I went to the CCO yesterday and picked up 2 things - Pink Cult powder blush and Golden Oliver Pigment. I really like both of them, and I'm looking forward to using them!





  	Have any of you scored anything good at your local CCOs lately?


----------



## gildedangel (Jul 18, 2013)

Great haul! My best recent find was that my CCO had a pile of 165 brushes.


----------



## glammy girl (Jul 19, 2013)

Nice haul! You won't regret Pink Cult, it's beautiful! At first I thought it would be a bit too light for me judging by the color in the pan but it gives such a beautiful flush of color to the face  Besides who doesn't love a great matte blush? Enjoy


----------



## vanessa1996 (Jul 20, 2013)

gildedangel said:


> Great haul! My best recent find was that my CCO had a pile of 165 brushes.

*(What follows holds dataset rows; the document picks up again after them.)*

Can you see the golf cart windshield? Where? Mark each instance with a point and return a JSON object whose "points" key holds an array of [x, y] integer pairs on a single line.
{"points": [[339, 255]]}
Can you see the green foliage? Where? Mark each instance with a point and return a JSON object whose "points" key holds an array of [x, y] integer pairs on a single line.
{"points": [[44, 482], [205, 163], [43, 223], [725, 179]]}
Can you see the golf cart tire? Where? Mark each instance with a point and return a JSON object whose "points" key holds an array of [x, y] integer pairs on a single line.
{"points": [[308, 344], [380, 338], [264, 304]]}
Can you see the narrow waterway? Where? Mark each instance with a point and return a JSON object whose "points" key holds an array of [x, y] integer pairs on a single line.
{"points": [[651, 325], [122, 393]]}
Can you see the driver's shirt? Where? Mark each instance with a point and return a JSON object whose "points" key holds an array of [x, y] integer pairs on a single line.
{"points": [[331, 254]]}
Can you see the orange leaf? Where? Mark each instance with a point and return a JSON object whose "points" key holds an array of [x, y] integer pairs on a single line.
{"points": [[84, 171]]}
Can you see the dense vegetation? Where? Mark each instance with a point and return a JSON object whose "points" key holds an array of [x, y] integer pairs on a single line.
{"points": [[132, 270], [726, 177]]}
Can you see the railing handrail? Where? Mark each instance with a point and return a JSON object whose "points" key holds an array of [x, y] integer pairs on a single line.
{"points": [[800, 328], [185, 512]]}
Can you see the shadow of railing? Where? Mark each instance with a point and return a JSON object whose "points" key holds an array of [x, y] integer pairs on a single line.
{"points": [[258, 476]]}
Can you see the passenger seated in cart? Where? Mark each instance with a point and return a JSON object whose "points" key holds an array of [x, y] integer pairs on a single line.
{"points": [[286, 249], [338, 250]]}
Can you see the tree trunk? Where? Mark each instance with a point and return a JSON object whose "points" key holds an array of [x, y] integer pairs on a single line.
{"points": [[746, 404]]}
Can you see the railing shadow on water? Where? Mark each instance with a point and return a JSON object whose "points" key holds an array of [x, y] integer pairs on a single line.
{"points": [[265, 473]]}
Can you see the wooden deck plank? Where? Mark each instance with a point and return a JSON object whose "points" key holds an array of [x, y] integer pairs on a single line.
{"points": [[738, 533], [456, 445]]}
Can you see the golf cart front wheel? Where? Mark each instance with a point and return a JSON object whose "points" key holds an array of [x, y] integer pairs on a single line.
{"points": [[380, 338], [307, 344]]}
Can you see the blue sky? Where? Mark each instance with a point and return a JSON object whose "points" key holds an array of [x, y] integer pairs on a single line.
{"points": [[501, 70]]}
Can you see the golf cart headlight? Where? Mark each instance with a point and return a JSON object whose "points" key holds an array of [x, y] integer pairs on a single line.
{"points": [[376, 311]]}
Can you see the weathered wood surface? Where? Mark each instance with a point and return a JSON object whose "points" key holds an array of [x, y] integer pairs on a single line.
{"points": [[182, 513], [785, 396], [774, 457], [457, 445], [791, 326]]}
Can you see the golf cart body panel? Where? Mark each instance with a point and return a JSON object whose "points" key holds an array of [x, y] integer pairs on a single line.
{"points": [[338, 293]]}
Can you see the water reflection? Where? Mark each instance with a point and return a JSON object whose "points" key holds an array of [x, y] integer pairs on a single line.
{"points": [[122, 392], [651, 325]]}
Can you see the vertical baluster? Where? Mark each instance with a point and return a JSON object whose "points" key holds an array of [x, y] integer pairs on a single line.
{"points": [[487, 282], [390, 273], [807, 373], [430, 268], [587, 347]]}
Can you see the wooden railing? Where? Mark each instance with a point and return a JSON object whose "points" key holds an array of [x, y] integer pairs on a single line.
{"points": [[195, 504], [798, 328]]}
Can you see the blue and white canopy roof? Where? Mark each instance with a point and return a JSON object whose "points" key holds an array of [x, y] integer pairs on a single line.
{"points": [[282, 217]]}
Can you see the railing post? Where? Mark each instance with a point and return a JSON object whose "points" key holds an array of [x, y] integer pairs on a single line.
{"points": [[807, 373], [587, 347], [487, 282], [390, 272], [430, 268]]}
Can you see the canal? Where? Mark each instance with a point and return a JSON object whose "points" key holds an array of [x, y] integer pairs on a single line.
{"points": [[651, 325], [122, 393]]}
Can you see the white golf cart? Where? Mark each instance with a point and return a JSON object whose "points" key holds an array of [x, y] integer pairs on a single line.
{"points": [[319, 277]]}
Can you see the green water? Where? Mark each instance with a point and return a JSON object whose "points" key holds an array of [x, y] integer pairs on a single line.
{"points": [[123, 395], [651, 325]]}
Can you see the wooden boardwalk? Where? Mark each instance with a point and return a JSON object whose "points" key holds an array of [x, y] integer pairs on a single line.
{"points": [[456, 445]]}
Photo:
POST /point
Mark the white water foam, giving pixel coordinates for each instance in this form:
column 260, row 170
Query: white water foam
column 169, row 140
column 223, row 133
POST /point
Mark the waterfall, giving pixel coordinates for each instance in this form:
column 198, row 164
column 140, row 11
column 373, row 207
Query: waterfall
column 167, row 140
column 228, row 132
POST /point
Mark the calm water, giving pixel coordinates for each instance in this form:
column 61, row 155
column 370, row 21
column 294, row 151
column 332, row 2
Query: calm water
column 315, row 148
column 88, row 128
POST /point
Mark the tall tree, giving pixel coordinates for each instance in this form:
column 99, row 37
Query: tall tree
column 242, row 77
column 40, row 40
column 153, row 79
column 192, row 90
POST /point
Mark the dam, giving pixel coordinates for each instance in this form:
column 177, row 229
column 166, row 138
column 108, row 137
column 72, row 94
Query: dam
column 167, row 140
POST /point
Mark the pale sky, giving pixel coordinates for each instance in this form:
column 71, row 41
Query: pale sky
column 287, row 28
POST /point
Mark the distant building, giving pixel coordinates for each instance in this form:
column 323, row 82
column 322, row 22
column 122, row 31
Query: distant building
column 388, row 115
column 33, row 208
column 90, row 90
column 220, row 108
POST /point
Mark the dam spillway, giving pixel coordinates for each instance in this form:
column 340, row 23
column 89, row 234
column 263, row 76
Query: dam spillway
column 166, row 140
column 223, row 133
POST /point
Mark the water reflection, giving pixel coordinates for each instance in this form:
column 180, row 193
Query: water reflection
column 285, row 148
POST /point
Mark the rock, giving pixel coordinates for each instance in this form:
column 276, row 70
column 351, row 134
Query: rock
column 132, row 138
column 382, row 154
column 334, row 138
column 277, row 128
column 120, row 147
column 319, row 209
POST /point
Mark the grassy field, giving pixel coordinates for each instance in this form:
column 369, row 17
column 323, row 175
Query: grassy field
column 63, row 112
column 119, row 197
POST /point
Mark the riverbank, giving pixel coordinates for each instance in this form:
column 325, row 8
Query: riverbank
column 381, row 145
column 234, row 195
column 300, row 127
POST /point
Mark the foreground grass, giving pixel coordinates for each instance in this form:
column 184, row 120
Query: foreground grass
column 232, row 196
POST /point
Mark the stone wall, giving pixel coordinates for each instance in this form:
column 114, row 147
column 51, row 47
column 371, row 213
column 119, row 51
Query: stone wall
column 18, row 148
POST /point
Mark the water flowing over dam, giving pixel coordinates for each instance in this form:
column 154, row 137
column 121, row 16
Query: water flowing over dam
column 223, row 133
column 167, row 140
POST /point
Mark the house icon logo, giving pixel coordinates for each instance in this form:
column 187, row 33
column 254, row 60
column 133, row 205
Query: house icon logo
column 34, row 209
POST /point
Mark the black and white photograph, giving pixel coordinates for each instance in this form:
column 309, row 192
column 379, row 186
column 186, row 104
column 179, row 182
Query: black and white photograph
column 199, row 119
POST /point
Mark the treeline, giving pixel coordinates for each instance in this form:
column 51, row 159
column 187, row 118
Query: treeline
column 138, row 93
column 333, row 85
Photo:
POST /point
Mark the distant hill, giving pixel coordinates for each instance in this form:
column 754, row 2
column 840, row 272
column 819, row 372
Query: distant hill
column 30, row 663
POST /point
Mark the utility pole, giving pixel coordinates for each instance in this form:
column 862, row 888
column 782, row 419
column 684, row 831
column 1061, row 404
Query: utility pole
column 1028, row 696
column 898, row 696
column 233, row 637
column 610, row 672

wow! 165 brush? How amazing, I wish I could find them here in Florida.


----------



## That1980sGirl (Jul 20, 2013)

yup honey love l/s, purple rain e/s, knight divine e/s,immortal flower and modern Mandarin blush


----------



## gracie90 (Jul 21, 2013)

That1980sGirl said:


> yup honey love l/s, purple rain e/s, knight divine e/s,immortal flower and modern Mandarin blush


	That's an awesome haul!!


----------



## Britneyc07 (Aug 2, 2013)

I live in Louisiana and there arent any CCO'S : ( I WISH!! the closest one is in Texas. Hopefully I can go one weekend and find some great stuff to Haul.


----------



## Copperhead (Aug 3, 2013)

Britneyc07 said:


> I live in Louisiana and there arent any CCO'S : ( I WISH!! the closest one is in Texas. Hopefully I can go one weekend and find some great stuff to Haul.

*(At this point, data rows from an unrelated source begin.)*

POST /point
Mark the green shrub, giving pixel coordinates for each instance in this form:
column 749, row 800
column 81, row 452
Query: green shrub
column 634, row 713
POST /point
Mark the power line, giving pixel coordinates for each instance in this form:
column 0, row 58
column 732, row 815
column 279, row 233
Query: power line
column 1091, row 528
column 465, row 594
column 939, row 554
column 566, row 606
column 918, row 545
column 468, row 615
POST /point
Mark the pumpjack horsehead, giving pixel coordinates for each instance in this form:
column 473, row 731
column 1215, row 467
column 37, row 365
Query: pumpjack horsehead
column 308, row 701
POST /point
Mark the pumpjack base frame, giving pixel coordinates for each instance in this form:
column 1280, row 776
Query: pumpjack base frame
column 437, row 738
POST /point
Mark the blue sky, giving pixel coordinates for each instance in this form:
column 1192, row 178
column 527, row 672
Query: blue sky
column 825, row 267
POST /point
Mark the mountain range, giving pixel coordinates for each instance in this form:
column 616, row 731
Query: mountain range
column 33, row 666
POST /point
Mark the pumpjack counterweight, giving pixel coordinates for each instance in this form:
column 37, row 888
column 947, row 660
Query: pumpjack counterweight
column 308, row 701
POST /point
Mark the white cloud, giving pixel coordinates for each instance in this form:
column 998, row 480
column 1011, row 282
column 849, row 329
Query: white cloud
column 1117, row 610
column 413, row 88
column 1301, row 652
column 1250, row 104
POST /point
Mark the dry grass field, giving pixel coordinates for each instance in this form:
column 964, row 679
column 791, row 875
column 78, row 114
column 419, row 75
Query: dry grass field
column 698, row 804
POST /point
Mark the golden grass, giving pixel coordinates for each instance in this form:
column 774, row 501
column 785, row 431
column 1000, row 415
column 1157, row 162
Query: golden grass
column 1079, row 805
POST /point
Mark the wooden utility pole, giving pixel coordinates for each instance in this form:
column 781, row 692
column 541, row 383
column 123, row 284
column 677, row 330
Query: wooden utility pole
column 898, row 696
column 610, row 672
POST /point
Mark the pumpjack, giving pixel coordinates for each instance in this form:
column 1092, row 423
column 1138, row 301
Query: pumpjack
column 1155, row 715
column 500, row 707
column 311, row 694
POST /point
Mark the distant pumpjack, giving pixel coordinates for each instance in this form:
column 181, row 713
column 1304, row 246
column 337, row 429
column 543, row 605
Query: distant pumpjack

  	Actually your closest one should be in Gulport, MS. Unless they closed it. I haven't been in quite a while. I hope it's still there.

  	EDIT: Uh-oh... I called the number they had listed and it was no longer in service. I'm so sad now.


----------



## Britneyc07 (Aug 3, 2013)

No I stay in south west Louisiana like 30 mins from Texas state line!


----------



## Copperhead (Aug 3, 2013)

Britneyc07 said:


> No I stay in south west Louisiana like 30 mins from Texas state line!

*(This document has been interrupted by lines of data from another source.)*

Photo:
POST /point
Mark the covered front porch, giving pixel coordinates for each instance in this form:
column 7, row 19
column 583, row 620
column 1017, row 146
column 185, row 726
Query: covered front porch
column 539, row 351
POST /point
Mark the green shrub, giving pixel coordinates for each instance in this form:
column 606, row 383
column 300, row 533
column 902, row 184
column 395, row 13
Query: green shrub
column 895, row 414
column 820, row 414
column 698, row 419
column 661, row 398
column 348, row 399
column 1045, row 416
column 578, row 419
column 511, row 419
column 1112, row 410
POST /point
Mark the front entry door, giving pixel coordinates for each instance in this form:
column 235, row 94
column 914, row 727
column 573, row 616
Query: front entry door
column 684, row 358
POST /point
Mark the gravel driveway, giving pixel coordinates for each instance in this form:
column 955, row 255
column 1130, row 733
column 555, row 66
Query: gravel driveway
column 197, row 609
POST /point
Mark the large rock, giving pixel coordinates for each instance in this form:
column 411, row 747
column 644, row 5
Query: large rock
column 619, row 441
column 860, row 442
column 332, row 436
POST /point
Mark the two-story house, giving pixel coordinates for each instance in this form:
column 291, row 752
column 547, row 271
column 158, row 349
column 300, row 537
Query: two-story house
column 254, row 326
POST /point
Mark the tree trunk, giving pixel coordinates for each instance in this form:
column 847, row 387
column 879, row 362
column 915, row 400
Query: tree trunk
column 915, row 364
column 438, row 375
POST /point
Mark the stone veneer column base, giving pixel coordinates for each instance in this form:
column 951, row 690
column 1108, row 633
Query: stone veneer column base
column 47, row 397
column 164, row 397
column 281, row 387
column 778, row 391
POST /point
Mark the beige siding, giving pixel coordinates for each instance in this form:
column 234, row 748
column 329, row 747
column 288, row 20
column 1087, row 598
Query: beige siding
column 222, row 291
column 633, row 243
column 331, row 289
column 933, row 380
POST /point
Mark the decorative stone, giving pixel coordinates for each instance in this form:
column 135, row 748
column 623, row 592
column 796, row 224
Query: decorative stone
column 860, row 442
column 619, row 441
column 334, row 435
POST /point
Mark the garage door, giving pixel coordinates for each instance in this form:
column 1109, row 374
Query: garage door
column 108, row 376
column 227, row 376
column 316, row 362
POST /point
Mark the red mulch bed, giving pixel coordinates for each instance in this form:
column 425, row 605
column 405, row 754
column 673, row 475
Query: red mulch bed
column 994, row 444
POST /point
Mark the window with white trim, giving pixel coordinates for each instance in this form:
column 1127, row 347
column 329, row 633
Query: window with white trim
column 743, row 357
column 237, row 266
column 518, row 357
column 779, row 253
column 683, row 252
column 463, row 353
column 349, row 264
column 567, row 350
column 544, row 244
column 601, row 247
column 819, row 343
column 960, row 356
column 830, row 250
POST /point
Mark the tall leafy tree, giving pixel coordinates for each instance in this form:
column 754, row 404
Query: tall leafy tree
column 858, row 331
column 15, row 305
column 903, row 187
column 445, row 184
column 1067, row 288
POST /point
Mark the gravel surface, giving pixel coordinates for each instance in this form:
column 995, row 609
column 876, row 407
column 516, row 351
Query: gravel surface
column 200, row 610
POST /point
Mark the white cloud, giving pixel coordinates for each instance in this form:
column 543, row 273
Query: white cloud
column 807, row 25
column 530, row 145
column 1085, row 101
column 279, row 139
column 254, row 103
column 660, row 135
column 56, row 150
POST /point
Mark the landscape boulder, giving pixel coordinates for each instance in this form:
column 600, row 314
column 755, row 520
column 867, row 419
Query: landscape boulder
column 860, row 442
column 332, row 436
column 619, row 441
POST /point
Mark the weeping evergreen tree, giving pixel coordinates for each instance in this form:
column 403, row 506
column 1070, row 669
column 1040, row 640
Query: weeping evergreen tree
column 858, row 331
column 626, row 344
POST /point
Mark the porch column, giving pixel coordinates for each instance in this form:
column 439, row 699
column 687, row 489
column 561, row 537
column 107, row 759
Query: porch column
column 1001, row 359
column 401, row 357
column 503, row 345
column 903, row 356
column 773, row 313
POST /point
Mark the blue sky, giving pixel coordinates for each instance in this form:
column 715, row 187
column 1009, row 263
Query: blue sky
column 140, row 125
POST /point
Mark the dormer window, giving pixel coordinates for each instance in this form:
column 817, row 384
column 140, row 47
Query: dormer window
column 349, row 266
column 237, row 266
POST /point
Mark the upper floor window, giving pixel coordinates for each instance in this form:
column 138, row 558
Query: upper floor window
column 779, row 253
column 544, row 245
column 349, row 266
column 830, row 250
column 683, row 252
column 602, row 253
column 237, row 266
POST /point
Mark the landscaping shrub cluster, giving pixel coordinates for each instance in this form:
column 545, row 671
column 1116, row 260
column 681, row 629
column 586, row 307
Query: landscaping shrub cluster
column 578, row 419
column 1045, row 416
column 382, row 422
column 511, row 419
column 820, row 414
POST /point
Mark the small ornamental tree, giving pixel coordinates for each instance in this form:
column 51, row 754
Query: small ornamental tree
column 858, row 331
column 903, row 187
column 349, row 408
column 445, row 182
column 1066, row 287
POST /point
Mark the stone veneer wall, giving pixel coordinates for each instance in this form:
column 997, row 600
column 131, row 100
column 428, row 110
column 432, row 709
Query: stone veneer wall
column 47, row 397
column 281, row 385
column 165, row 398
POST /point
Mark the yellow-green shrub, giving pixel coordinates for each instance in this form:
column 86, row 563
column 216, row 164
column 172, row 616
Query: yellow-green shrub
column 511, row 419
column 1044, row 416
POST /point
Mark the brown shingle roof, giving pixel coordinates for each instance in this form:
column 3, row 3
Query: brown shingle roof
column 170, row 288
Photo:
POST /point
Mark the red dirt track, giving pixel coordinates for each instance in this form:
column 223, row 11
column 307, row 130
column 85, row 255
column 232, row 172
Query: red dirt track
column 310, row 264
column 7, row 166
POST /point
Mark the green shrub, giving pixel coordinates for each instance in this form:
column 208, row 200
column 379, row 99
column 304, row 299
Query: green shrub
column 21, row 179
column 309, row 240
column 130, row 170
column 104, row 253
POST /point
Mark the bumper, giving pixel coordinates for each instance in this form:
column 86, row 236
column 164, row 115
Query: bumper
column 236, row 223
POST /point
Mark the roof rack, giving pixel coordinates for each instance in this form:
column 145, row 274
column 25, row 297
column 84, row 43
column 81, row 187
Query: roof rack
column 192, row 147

  	Ohhh okay. Yeah, you'd do best to go towards Texas. I've only been to the one in Cypress, TX.


----------



## Britneyc07 (Aug 3, 2013)

How did you like it. Find any good deals? I want to go to the one in Houston


----------



## Copperhead (Aug 3, 2013)

Britneyc07 said:


> How did you like it. Find any good deals? I want to go to the one in Houston


  	I liked it. At the time they had a nice selection of things. I think I bought a few eyeshadows. It's been a few years since I've gone though. I was living in Houston at the time. It's called the Houston Premium Outlets but it's actually in Cypress, TX. People just say Houston though even though Houston has a lot of little cities surrounding it.


----------